There is one designated KCC in each site that is responsible for writing
the connections to other DCs in other sites. This KCC is given the
title of Intersite Topology Generator (ISTG). Through defined
connections within and between sites, metadata and actual updates are
then passed to the DCs that make up a directory service replication
topology.
The KCC uses a host of
information about topology to build replication partnerships. In the
case of the ISTG, much of that information is user-defined as you
configure the information about the site objects and how those sites are
to be connected and when (and using what method) replication should
occur between sites.
2.2. Viewing Replication Data
When working with
Active Directory replication, it is sometimes desirable to see the
replication topology of your network. You can use the built-in
command-line tool called REPADMIN.exe to view and manage replication data in your directory.
Start REPADMIN by opening a command prompt (run as administrator) and typing REPADMIN.exe.

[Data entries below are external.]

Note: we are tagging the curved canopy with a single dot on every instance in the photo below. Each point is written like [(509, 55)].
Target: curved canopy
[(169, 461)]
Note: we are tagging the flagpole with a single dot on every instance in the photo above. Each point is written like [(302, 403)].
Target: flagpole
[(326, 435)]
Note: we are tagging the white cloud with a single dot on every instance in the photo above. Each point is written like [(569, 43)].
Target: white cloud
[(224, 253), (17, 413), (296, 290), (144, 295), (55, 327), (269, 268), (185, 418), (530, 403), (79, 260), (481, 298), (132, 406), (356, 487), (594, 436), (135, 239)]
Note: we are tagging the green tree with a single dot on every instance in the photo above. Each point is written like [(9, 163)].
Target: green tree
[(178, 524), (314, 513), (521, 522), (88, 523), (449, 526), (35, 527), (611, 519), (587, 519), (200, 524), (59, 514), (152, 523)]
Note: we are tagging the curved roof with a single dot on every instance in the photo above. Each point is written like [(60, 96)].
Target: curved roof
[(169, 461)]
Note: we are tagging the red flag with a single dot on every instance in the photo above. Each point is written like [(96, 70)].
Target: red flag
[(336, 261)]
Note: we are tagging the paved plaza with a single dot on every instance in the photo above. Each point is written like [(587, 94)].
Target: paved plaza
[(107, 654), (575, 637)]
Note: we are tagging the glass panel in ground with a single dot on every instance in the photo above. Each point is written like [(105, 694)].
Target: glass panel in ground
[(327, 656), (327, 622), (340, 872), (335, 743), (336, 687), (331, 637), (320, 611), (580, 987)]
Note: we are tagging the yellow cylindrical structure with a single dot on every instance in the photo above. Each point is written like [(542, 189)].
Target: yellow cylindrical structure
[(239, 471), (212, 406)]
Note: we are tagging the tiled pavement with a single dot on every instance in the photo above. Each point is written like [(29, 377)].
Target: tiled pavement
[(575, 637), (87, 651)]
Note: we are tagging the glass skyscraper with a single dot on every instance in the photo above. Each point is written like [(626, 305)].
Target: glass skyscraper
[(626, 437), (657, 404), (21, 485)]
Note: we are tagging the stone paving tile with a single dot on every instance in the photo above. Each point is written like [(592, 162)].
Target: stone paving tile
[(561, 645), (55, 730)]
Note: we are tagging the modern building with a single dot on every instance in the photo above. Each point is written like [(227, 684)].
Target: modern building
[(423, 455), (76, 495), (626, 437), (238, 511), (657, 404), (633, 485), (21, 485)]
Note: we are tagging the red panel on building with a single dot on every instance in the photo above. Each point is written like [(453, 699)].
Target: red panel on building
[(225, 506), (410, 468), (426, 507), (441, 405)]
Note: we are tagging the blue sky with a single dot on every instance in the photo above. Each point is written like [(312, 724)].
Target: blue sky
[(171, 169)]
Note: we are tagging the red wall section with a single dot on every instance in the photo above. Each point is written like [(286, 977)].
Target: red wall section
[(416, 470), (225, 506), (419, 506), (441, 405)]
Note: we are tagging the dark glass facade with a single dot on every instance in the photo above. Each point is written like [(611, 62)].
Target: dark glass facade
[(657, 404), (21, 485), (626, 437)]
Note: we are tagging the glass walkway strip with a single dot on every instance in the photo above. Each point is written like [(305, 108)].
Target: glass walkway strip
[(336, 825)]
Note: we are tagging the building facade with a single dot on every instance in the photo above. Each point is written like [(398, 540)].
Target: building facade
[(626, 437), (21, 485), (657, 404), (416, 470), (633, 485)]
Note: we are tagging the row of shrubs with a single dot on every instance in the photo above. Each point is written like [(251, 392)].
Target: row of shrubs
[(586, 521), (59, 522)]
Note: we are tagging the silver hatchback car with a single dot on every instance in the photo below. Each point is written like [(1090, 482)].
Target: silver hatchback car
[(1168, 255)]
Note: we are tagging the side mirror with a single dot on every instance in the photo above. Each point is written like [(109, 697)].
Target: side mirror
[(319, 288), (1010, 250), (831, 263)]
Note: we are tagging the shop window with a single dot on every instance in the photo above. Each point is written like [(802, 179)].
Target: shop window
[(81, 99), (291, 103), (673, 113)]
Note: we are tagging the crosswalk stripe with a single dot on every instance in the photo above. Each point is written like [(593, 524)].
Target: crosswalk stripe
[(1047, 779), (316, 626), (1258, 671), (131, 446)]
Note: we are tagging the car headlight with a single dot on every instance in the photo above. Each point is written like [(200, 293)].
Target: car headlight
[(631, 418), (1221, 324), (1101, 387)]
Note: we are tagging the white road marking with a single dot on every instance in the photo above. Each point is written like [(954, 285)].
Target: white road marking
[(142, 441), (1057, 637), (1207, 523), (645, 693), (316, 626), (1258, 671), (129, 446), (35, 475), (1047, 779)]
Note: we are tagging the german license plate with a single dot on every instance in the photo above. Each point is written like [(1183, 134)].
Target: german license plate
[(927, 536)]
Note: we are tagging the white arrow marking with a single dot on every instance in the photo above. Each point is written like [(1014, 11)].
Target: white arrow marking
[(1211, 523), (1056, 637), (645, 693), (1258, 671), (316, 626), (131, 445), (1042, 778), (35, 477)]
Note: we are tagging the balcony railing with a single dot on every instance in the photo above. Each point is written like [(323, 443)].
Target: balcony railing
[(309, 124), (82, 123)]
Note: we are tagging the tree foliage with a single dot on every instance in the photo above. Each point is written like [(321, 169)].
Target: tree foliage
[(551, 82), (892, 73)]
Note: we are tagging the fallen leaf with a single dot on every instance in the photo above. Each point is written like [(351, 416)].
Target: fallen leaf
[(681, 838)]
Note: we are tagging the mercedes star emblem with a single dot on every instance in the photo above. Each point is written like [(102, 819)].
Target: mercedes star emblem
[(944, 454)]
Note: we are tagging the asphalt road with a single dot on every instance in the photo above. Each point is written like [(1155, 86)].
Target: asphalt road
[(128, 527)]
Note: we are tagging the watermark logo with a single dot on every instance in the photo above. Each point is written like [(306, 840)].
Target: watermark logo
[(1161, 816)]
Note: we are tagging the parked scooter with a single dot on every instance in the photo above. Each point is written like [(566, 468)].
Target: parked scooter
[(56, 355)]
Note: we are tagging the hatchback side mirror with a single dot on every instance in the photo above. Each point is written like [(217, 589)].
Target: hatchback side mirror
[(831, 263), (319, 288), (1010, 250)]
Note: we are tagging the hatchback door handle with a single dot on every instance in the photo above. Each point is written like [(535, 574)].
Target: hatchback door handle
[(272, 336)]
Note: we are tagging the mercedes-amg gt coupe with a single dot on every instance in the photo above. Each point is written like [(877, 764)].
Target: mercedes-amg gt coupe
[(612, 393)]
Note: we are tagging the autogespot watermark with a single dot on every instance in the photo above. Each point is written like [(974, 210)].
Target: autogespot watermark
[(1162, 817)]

You will be presented with the supported commands that can be executed with REPADMIN. This tool is exceptional at reporting replication data. You might be thinking, "Wasn't there another Microsoft Tool called REPLMON
that was included with Windows Server 2003?" There was, but it was
graphical-based, not command-line-based. It is not included with Windows
Server 2008 R2, but if you were to go to the support tools folder on a
Windows Server 2003 DVD, you could install the REPLMON tool on a Windows Server 2008 R2 machine, and it would work. Please keep in mind that it is not supported as a replication monitoring tool in Windows Server 2008 R2. Use REPADMIN to be on the safe side.